There was a more serious side to Bennett. As a young MP he became a member of the Inner Temple and took a great interest in the affairs of the Medico-Legal Society. He spoke several languages including Arabic, Swahili and Italian, and he chaired the Anglo-Italian Parliamentary group 1970-79. He was also a long-serving member of the executive of the Interparliamentary Union. He wrote Why Executives Die Young in 1953 and Psychological Disturbances of Young Married Life in 1954 as well as a number of medical pamphlets. He took a considerable interest in polio research and the effects of polluted seawater, making the memorable comment that swimming in the Solent was "not so much swimming as going through the motions". Three years ago he published a memoir Three Chousing Reers.
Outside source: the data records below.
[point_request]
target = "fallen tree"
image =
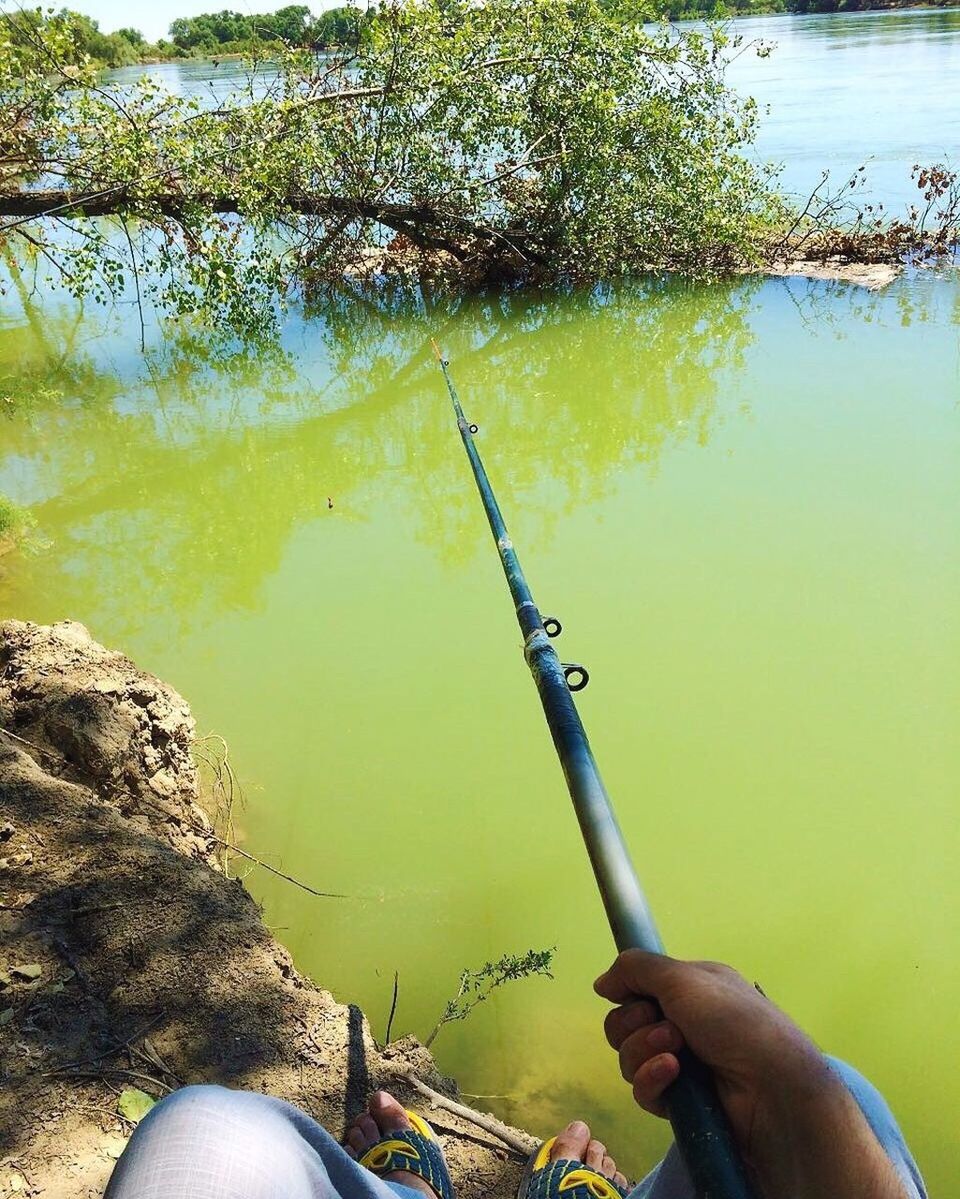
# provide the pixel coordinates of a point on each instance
(515, 139)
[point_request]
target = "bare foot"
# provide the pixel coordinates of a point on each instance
(384, 1116)
(575, 1144)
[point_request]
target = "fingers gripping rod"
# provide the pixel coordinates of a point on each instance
(700, 1127)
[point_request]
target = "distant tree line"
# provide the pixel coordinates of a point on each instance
(293, 25)
(212, 34)
(209, 35)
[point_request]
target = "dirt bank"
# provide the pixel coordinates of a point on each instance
(128, 959)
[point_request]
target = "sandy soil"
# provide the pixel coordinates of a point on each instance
(128, 959)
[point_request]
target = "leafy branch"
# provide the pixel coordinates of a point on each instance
(477, 986)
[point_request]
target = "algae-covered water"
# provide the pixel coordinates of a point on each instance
(741, 499)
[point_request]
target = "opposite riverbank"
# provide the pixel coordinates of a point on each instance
(131, 960)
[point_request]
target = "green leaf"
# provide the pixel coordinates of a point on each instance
(134, 1104)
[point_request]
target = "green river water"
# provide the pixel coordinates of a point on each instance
(741, 499)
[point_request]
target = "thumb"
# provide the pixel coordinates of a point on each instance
(637, 972)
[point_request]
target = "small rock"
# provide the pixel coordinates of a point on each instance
(29, 971)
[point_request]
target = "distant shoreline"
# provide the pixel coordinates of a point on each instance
(772, 10)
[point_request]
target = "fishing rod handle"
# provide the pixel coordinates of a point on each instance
(702, 1133)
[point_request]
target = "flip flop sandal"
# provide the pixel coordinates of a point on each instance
(415, 1150)
(565, 1178)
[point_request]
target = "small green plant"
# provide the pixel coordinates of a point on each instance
(476, 986)
(14, 520)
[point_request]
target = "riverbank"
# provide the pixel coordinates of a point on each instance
(132, 960)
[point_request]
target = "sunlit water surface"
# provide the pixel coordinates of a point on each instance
(741, 499)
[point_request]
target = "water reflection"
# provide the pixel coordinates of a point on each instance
(198, 475)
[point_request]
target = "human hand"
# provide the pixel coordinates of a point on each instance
(755, 1052)
(798, 1128)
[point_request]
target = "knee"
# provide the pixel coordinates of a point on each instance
(211, 1119)
(201, 1103)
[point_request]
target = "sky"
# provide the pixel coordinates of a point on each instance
(154, 17)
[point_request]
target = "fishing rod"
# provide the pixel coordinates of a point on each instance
(701, 1131)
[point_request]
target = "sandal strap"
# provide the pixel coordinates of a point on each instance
(415, 1150)
(565, 1179)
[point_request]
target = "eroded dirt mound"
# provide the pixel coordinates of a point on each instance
(127, 958)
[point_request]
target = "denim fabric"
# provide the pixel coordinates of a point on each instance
(211, 1143)
(669, 1180)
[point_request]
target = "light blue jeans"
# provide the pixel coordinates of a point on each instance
(211, 1143)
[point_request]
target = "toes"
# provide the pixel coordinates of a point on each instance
(367, 1125)
(572, 1143)
(595, 1155)
(387, 1113)
(357, 1140)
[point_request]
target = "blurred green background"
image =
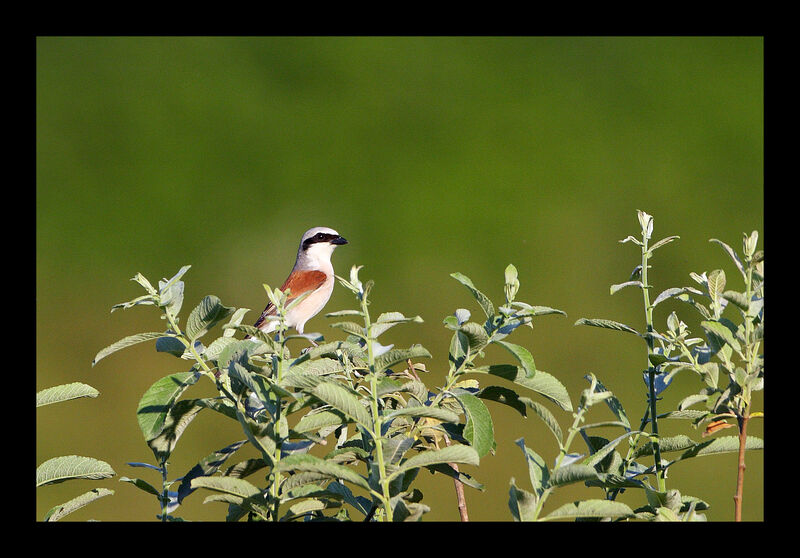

He was knighted for his services just before he retired from the Commons. A large man in every sense of the word, always convivial and good tempered, he was an excellent judge of both men and wine. He had an eye for the follies of mankind, and if at times he appeared to take life too lightly, he was certainly nobody's fool. There is little doubt that the Tory party could have made better use of his talents, but life might then have been much more dull.